In this paper, we showed that the structural modifications to a vanilla RNN are enough to reproduce the transient trajectory activity. Though transient, these trajectory activities could also keep memory for variable time. Compared to the vanilla RNN, TRNN has better performance in various reinforcement learning tasks that require working memory. These results support the transient trajectory theory as a mechanistic explanation of animal working memory.

There have been some ways to restrict the neural network to produce transient trajectory patterns in the literature. Goldman proposed a functionally feedforward network, which restricts the recurrent connection weight matrix to be a linear transformation of a feedforward connection weight matrix48. This results in transient dynamics of neurons whose summed output could last. Since the linear network usually performs poorly in machine learning tasks, we did not take this approach. Bick and Rabinovich proposed a working memory model based on winner-less competition58. Since all the inter-neuronal connections were inhibitory in that model, it was not used in this study. Instead, we chose some restrictions that resulted in transient activity of the neurons but not necessarily consecutive wave-like activity across the network. We expected that the training for memory tasks would make the network rely on consecutive activity across neurons to keep memory. This was based on the general concept that the RNN stores memory in cell activity. Since the network design prohibited lasting activity in individual neurons, the activities would dynamically span the entire delay period to keep the memory.

The self-inhibition connection was a simplification of the inhibitory connections in the brain, it sufficed to build artificial neural networks with the transient trajectory pattern. In this simplified implementation, the rate-coded neurons in our model could be interpreted as groups of excitatory and inhibitory neurons with recurrent connections of both signs. It is also possible that the transient activity feature is implemented with other mechanisms such as SFA in the brain35,36,37,38,39,40.

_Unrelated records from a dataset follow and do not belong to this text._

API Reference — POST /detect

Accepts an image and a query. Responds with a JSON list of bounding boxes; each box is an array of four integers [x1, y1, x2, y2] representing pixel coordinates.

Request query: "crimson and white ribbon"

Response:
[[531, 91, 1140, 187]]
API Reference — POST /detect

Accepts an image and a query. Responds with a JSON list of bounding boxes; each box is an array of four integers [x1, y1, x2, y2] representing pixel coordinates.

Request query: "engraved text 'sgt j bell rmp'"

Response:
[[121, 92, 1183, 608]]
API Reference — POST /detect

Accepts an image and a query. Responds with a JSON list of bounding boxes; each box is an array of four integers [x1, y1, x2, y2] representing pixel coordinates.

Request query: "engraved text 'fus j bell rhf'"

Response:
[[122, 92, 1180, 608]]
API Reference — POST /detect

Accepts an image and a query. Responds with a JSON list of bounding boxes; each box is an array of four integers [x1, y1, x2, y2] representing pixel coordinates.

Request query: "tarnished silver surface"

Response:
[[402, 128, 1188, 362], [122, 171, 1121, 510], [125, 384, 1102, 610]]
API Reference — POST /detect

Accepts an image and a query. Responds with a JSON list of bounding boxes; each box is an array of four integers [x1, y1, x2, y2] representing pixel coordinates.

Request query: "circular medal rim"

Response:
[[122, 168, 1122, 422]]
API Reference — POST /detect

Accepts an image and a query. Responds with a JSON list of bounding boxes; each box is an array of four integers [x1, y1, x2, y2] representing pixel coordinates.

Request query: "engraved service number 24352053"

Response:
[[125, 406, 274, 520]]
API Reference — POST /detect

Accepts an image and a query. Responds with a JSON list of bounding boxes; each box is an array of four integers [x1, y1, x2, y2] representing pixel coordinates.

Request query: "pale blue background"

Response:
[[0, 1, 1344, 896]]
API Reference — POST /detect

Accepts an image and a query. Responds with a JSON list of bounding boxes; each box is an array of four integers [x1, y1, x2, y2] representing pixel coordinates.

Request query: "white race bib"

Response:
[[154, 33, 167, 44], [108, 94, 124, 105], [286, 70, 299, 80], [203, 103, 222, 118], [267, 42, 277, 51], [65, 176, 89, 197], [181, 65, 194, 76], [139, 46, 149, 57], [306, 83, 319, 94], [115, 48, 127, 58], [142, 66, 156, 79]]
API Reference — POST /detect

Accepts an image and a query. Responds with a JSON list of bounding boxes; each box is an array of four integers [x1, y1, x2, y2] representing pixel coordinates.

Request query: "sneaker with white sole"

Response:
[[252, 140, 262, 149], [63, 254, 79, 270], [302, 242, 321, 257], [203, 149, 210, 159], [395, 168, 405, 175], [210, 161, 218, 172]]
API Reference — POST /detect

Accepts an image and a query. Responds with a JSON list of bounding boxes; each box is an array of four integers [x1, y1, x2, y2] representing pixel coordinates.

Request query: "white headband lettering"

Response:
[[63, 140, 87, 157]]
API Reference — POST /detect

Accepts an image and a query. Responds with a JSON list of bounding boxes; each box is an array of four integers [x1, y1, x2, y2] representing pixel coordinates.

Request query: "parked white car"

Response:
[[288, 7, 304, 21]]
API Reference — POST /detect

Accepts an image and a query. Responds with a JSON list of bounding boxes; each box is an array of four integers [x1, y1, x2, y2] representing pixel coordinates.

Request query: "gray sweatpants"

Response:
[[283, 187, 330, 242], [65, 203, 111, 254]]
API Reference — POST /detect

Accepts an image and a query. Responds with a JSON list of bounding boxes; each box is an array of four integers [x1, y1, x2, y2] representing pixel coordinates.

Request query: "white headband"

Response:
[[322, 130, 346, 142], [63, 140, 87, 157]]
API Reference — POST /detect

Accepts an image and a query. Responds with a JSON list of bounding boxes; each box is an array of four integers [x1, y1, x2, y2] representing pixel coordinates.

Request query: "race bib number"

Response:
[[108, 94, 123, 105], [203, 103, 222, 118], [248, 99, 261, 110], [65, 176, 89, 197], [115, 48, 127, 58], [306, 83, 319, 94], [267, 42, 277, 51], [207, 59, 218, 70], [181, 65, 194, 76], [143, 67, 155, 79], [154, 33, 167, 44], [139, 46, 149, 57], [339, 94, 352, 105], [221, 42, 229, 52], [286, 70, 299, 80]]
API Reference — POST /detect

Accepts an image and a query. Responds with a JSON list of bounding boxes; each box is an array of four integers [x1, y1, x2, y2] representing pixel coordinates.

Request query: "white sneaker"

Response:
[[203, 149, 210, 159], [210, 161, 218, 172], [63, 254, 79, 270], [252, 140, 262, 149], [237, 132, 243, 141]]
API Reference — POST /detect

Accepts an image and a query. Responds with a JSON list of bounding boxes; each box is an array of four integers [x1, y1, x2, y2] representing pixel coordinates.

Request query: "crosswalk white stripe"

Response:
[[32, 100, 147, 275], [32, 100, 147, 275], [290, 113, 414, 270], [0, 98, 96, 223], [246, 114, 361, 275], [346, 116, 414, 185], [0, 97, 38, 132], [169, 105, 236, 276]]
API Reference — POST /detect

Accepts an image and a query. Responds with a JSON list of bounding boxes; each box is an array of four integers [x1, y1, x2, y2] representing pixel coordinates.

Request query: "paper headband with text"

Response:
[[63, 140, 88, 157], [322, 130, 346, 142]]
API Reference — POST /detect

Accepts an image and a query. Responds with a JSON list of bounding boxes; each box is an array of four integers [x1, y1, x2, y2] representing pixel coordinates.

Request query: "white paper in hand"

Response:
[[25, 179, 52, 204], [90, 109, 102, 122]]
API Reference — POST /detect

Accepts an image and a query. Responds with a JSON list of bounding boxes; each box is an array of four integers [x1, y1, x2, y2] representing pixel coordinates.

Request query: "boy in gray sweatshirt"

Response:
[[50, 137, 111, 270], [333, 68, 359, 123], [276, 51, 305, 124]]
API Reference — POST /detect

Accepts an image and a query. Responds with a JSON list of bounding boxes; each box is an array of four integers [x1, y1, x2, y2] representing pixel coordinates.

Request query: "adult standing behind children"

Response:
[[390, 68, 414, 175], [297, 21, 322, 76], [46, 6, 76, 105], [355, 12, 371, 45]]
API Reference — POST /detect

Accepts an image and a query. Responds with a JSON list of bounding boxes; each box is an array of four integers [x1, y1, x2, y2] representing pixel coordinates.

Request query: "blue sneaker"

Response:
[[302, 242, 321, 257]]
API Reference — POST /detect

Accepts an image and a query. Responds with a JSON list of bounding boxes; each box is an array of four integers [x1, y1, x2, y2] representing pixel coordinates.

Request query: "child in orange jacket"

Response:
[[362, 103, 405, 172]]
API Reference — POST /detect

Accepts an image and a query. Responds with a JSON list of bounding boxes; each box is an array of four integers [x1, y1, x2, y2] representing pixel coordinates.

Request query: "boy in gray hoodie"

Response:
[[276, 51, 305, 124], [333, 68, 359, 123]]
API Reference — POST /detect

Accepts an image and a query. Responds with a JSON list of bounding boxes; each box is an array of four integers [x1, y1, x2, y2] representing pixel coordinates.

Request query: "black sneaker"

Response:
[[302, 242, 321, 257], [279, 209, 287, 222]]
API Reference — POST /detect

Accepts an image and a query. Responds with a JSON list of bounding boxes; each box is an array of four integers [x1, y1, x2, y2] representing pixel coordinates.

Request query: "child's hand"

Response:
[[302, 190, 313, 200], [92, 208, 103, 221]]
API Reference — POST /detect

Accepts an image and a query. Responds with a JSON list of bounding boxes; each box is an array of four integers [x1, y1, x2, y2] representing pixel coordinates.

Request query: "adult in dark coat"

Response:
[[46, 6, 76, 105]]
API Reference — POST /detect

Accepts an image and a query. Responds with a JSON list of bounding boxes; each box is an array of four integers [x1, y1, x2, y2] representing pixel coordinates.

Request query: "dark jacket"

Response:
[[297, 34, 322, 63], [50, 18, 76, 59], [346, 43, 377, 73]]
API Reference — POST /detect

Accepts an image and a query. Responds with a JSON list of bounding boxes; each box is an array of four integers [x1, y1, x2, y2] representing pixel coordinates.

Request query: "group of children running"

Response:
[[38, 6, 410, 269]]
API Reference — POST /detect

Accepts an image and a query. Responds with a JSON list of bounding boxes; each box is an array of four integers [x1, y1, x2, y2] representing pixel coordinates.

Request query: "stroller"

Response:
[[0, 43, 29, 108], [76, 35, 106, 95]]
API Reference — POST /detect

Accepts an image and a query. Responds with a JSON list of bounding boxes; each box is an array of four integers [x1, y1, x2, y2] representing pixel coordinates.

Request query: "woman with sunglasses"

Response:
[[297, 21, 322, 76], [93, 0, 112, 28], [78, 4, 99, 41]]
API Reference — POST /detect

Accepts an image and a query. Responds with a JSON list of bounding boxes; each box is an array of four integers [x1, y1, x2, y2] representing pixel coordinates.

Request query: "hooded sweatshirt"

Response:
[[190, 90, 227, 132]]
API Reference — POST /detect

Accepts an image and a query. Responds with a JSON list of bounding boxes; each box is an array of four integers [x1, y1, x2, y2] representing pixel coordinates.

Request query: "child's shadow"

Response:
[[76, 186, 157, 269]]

In tasks with fixed length of memory time, the network only needs to establish a one-to-one association between its final state in the transient trajectory and the memory content. This is, however, not quite viable when the memory time varies. This challenges the transient trajectory theory as a mechanism of working memory in the nervous system. In our tests, however, TRNN models were found to generalize to variable memory time and the dynamic trajectories were analyzed. Unlike previous discovery29, we found that the velocity of the trajectory in the phase plane did not decrease towards the end of the delay period, which suggests that the memory is maintained in a trajectory instead of a fixed point (Fig. 3c). With the decision being one of the major sources of variance in the activities, some principal components should also represent the decision. As shown in Supplementary Fig. 3e, f, the decision-dependent component of the hidden neuronal activities has similar trajectories as the decision output neurons. This component is independent of the sample odor during the sample phase. However, when the test odor is presented, the component diverges based on the comparison between the two odors. This is shown clearer when both the decision-dependent component and the sample-dependent component are plotted in the same graph (Supplementary Fig. 3g, h).

It has been previously proposed that the asymmetric synaptic connection underlies traveling wave activities both in theoretical models47 and numerical neural network models32. This type of asymmetric connection has been shown to be equivalent to the SFA or self-inhibition in a continuous attractor neural network (CANN)37. Interestingly, in our models, both the self-inhibition and the asymmetric connection were present to support the working memory storage through the transient trajectory. The reason why the self-inhibition and the asymmetry were shown to have redundant function in the CANN could be that a distance-based recurrent connection has already been incorporated to form attractor states for memory keeping.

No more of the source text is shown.